The comments in functions should provide sufficient information on their functionalities. 
The inputs and outputs of the functions are the following:

%PCA  Principal Component Analysis.
%   [Xm,U,L] = pca(X) creates an eigenspace from data matrix X.
%   It returns mean image Xm, eigenvectors in columns of U and eigenvalues L.
%   Each column of X is a vector representing an image.
%   [Xm,U,L] = pca(X,K) returns only the first K eigenvectors and eigenvalues.

%IS2FS  Map from image space to feature space.
%   A = is2fs(X,Xm,U) maps image(s) in X from the image space to the feature space.
%   Xm is the mean image, U are the basis vectors of the feature space.
%   Each column of X is a vector representing an image and each column in A is 
%   a corresponding coefficient vector in the feature space.

%FS2IS  Map from feature space to image space.
%   X = fs2is(A,Xm,U) reconstructs image(s) X from the coefficient vector(s) A.
%   Xm is the mean image, U are the basis vectors of the feature space.
%   Each column of A is a vector in the feature space and each column in X is a
%   corresponding vector representing a reconstructed image.

%IS2FSROB  Robust maping from image space to feature space.
%   A = is2fsRob(X,Xm,U,k,r,s,nh) maps the image(s) in the vector(s) X from 
%   the image space to the feature space in a robust manner.
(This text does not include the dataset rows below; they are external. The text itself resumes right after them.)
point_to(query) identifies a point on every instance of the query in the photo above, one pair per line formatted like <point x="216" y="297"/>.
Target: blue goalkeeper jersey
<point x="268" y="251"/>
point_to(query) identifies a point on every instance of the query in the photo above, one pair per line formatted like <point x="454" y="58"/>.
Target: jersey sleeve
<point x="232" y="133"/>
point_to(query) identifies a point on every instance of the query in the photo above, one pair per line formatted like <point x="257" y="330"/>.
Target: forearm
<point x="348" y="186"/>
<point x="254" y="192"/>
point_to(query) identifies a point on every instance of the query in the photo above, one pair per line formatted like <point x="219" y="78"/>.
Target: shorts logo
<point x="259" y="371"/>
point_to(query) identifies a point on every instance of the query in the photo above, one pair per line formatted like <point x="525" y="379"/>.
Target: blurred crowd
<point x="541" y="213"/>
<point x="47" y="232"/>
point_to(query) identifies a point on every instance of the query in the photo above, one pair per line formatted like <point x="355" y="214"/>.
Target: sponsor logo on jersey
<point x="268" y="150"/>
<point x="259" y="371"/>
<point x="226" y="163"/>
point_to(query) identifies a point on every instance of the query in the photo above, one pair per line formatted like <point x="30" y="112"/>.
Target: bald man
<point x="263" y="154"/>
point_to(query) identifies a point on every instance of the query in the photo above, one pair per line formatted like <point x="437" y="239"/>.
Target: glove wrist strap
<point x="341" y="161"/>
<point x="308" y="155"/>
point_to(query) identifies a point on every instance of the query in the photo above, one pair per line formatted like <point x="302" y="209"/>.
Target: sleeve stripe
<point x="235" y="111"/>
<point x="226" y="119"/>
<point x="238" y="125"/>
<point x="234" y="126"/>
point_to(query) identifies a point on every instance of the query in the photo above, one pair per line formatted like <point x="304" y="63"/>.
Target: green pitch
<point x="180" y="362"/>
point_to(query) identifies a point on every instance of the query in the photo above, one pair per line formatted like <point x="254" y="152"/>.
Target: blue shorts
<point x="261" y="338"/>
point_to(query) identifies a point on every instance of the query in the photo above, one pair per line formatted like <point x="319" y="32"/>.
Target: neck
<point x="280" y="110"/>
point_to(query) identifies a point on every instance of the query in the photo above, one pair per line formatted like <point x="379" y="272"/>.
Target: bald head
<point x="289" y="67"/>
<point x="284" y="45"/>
Xm is the mean image, 
%   U are the basis vectors of the feature space. k,r, and s are the parameters
%   of the robust method. nh is the number of hypotheses to perform.
%   A is the calculated vector(s) in the feature space. 

%CCA  Canonical Correlation Analysis.
%  [Wx,Wy,Xm,Ym]=cca(X,Y) calculates canonical correlation vectors Wx and Wy from
%  two sets of observations X and Y. It returns also the mean values 
%  of X and Y (Xm and Ym). The number of observations in X and in Y has to be equal.
%  All vectors are given in columns of corresponding matrices.
%  As a result min(p,q,N) pairs of canonical correlation vectors are returned, 
%  where p and q are the sizes of vectors in X and Y and N is the number of observations.
%  Where p>N or q>N the dual formulation of CCA is used to speed up calculation.
%  This is a basic procedure for CCA, without regularization.
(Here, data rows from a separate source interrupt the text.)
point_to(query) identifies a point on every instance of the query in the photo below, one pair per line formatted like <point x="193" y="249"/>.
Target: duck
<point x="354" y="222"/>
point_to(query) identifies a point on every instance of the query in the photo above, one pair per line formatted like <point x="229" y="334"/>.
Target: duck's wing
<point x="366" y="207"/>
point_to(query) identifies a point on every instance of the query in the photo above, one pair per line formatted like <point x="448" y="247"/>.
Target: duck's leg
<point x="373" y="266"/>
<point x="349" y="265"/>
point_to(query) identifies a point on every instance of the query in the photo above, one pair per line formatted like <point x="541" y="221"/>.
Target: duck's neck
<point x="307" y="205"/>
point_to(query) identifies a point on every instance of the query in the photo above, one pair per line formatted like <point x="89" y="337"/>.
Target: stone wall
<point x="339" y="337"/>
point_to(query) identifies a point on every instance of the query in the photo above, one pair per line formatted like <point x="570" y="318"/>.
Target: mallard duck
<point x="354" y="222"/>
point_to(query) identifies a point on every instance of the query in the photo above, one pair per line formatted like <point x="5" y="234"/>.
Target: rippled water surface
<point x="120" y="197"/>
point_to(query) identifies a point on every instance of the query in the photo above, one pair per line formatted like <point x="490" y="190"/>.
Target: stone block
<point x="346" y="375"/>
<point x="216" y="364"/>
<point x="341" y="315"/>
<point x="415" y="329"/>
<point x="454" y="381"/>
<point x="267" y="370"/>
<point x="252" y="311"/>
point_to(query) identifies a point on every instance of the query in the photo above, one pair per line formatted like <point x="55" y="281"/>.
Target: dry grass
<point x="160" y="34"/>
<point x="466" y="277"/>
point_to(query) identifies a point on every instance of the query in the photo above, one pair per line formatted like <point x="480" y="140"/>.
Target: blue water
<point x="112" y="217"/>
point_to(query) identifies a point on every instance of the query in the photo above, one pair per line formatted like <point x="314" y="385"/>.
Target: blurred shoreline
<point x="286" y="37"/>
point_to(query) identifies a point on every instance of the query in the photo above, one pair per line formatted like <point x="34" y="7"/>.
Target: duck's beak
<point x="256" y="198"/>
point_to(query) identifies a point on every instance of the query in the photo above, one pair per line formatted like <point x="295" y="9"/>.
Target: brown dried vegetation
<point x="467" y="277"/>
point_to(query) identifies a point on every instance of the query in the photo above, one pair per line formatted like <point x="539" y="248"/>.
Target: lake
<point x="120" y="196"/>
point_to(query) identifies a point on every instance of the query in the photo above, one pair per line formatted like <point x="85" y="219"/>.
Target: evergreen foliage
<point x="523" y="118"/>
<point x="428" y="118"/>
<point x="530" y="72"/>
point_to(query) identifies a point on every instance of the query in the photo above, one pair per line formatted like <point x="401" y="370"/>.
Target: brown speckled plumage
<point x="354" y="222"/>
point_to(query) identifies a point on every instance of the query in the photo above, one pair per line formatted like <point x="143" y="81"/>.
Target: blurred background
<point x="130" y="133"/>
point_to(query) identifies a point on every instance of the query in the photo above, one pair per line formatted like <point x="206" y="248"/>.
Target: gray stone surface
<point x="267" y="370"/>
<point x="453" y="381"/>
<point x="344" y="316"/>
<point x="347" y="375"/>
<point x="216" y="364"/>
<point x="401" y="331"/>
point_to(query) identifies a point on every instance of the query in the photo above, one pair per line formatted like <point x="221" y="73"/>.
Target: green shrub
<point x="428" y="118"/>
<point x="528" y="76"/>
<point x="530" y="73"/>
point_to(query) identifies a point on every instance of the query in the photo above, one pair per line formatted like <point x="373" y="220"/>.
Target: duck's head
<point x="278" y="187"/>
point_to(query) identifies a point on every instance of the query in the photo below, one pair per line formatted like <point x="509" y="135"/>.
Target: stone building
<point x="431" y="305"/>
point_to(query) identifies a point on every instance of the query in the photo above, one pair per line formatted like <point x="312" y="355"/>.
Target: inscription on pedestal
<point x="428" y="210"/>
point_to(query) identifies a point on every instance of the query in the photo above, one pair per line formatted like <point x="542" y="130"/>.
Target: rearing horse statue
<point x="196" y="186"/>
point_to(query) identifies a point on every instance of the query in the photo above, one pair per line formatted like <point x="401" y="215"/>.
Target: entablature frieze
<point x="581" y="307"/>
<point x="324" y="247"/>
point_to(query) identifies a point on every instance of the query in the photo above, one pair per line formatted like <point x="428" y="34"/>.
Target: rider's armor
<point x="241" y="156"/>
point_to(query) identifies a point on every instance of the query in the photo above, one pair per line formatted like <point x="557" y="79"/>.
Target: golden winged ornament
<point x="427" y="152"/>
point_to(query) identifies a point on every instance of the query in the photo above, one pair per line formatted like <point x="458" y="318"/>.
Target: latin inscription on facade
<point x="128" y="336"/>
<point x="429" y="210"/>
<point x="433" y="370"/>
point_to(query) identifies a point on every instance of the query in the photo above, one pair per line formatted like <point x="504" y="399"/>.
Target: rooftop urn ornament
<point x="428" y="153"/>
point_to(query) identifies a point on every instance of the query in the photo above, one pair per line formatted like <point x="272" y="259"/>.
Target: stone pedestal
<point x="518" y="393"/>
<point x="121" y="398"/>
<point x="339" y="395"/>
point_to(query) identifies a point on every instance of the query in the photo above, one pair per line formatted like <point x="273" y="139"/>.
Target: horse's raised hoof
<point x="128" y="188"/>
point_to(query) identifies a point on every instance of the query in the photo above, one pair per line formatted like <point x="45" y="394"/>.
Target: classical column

%CCAAPCA  Calculate CCA of augmented PCA coefficient vectors.
%  [U,Vx,Wy,Xm,Ym] = ccaApca(X,Y,K) calculates K+c dimensional augmented
%  principal subspace of input images given in columns of X, where c is dim(Y).
%  This subspace is determined by K+c basis vectors U and by the origin (mean vector) Xm.
%  It also performs CCA on vectors of principal components and it returns c
%  canonical correlation vectors Vx of dimension K+c (the origin of this subspace is in 0),
%  and c canonical vectors Wy of dimension c with the origin of the subspace in Ym.

%LDA  Linear Discriminant Analysis.
%  [W,Ms]=lda(A,c,n) calculates LDA eigenvectors W from the training images arranged
%  in columns of X in c groups of n images, thus c is the number of classes and
%  n is the number of images in each class. It returns also the matrix Ms, which
%  contains c (c-1)-dimensional means of all c classes in LDA subspace.

%LDAAPCA  Calculate LDA of augmented PCA coefficient vectors.
%  [U,Xm,W,Ms] = ldaApca(X,c,n,K) calculates K+c-1 dimensional augmented
%  principal subspace of input images given in columns of X, where c is the number 
%  of classes and n the number of training images in each class.
%  This subspace is determined by K+c-1 basis vectors U and by the origin (mean vector) Xm.
%  It also performs LDA on vectors of principal components and it returns c-1
%  LDA eigenvectors W of dimension K+c-1 and c (c-1)-dimensional means of all c classes
%  in LDA subspace.

DEMOPCA and DEMOCCA programs demonstrate the usage of the algorithms for estimation of 
principal components and canonical correlation coefficients. data and data1 contain necessary images.

The functions are based on the following papers:

A. Leonardis and H. Bischof. Robust recognition using eigenimages.
Computer Vision and Image Understanding, 78:99--118, 2000.

D. Skocaj, A. Leonardis, and S. Fidler. Robust estimation of CCA coefficients by subsampling.
Technical report TR-LRV-05/03, University of Ljubljana, Faculty of Computer and Information Science, May 2003.

S. Fidler and A. Leonardis. Robust LDA classification by subsampling.
In CVPR Workshop on Statistical Analysis in Computer Vision, in  press, 2003.